On the positive side, the government did announce a month after promised a 10 per cent solution to what is required by the oil and gas sector while also tackling one of the environmental issues associated with orphan wells. With the energy sector responsible for 10 per cent of GDP, that may have been the logic used to arrive at the above number.
Of course, you cannot ignore a significant contributor to your GDP.
Between 2013 and 2017, the energy sector’s share of taxes paid by all industries was 7.7 per cent or $8 billion in average annual revenue.

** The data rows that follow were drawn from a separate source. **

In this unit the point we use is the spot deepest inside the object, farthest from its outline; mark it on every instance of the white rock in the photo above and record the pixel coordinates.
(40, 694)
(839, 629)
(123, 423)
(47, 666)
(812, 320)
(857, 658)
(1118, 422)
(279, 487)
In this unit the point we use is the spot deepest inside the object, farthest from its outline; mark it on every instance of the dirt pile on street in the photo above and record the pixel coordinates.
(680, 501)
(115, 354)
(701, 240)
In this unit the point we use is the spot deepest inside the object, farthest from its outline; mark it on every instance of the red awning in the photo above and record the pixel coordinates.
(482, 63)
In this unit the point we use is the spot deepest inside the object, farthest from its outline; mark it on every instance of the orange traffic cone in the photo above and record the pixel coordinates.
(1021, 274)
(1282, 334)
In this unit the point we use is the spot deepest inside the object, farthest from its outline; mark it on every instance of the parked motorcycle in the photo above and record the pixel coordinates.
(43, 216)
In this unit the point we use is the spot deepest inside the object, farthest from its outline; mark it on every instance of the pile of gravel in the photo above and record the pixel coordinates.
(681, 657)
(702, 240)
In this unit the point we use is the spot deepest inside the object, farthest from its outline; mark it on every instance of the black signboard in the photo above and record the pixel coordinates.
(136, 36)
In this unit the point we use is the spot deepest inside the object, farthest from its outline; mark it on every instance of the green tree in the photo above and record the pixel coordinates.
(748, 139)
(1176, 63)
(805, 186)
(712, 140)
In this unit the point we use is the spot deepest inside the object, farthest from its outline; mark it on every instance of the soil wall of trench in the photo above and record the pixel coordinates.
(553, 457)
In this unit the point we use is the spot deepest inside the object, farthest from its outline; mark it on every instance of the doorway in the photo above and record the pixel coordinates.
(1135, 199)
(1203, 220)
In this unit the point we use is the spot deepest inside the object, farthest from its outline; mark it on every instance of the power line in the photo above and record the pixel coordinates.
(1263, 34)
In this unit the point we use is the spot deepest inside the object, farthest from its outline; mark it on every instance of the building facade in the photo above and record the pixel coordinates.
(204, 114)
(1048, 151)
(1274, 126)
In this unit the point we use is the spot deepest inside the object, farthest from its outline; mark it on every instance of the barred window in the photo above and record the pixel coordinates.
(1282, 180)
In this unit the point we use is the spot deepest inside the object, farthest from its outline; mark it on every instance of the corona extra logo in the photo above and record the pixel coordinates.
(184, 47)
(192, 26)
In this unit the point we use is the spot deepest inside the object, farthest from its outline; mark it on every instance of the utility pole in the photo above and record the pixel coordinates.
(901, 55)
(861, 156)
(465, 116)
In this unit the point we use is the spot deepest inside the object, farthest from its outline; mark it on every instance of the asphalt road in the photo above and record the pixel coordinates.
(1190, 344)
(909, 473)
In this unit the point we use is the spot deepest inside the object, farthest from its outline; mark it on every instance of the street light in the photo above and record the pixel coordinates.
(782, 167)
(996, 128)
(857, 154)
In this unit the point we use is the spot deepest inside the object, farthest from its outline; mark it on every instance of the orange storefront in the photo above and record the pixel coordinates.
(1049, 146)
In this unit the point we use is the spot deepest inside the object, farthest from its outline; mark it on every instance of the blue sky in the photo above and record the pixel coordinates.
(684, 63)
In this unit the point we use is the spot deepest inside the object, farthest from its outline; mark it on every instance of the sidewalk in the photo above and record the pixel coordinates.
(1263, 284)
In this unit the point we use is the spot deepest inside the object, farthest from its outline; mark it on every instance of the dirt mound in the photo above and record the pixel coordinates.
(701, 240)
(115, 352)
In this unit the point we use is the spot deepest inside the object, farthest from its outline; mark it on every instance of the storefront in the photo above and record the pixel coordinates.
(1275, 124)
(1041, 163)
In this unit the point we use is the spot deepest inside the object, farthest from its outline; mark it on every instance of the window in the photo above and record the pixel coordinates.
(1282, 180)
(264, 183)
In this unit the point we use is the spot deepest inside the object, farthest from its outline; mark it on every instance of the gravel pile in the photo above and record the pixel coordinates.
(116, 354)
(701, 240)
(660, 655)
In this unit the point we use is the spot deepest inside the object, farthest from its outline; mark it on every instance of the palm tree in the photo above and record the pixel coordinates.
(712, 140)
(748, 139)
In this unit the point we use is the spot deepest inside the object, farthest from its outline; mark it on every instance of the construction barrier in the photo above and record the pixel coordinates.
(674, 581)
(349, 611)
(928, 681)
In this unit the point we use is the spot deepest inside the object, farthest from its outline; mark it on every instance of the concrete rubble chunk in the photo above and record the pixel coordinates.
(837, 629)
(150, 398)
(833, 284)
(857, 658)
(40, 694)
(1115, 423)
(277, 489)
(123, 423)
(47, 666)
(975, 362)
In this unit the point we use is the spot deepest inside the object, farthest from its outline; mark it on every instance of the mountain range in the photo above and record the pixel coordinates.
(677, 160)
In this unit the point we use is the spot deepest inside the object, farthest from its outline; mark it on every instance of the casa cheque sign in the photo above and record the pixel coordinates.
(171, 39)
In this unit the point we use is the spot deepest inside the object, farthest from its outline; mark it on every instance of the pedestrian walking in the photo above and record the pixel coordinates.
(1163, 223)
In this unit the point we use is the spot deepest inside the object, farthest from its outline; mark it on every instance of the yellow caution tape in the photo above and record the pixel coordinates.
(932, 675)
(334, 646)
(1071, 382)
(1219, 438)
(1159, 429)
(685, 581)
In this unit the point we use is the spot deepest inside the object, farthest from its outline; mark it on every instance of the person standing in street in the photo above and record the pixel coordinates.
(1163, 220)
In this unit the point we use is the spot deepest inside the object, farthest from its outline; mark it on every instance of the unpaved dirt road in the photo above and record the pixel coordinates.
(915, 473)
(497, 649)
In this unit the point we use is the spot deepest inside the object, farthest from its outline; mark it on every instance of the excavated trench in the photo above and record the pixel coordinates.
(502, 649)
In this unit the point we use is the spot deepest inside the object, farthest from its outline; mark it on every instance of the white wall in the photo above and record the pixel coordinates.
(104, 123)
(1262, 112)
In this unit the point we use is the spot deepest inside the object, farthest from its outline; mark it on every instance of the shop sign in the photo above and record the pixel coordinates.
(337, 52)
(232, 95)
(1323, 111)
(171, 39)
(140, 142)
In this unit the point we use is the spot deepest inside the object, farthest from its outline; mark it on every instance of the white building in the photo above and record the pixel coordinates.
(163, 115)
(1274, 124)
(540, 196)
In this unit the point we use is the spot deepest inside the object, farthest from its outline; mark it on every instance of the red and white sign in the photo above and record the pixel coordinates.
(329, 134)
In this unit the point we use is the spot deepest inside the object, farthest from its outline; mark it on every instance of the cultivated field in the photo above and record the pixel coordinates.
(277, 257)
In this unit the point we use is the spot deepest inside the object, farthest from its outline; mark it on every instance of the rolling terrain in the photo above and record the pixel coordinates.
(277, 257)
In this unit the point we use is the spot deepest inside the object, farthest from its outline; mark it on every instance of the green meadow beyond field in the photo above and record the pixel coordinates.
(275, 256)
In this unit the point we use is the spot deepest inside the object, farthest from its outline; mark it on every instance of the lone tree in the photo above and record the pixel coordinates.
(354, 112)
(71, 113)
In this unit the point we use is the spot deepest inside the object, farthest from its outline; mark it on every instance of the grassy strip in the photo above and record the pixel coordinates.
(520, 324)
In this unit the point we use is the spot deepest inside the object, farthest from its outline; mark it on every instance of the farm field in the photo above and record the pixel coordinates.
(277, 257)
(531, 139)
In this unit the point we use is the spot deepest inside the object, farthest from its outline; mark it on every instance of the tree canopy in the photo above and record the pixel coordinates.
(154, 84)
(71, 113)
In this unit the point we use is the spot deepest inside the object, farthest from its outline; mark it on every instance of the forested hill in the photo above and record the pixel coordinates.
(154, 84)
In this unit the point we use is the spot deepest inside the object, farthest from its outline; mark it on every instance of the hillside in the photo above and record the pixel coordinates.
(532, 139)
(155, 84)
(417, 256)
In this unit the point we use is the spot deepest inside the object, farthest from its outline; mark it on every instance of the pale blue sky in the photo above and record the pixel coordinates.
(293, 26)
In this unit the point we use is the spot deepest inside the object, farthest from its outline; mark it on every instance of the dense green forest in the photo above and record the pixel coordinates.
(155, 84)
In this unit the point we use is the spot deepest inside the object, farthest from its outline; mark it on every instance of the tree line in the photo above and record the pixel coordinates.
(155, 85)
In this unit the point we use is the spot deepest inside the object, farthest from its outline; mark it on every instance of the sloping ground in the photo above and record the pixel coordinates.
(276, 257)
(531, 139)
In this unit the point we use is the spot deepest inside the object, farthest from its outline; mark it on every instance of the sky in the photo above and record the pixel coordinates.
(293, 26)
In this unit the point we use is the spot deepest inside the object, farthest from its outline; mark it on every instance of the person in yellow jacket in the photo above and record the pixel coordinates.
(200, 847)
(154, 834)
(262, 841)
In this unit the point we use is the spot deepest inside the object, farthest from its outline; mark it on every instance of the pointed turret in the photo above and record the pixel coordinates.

Operating revenues of the energy sector represented nearly 11 per cent of all operating revenues earned by industries in Canada. (The largest source of federal revenues is personal income tax revenues, which accounted for 49 per cent of total revenues.)
Energy will therefore be an important industry and needs to recovers to help pay for deficits unceasingly increasing with each day’s update.
The present downward cycle started in 2015 with all the stress of that transition behind the oil sector now (the gas sector has been living it even longer) the new normal appears to have companies living within their means. (The continuing vacancy rates in downtown Calgary attest to that.)
The energy sector is all about cash flow. As indicated above capital (and expense) budgets are presently slashed, which though being felt now particularly by service sector, the ripple effect will follow for a period of time. This is because land sales are a precursor to drilling which then require wellhead facilities and associated production batteries/plants/pipelines and further downstream though the downstream facilities tend to be less impacted since they have multiple upstream inputs.
This lag will impact the workers through each cycle. Geologist, land man, drilling and service industry workers, engineering and design services, construction, operations and maintenance all feel the above wave as it works through the system. In many cases the lag between phases can be measured in years. For example, a typical new facility project once approved takes at least two years from start of design through to commissioning.
For the past decade plus, I have been using the posted room price of the Motel 6 north of Airdrie as a barometer of Alberta’s economy, and have watched the price fluctuate between $69 (where it is now) to $110/night. I am sure all of you have similar barometers that don’t rely on detailed government analysis, employment numbers, or similar statistics watched by “experts.”
Right now, the signs are saying times are tough, and are likely to look that way for a while longer – but there is a positive outlook for the future.
We just don’t know how long we will have to wait.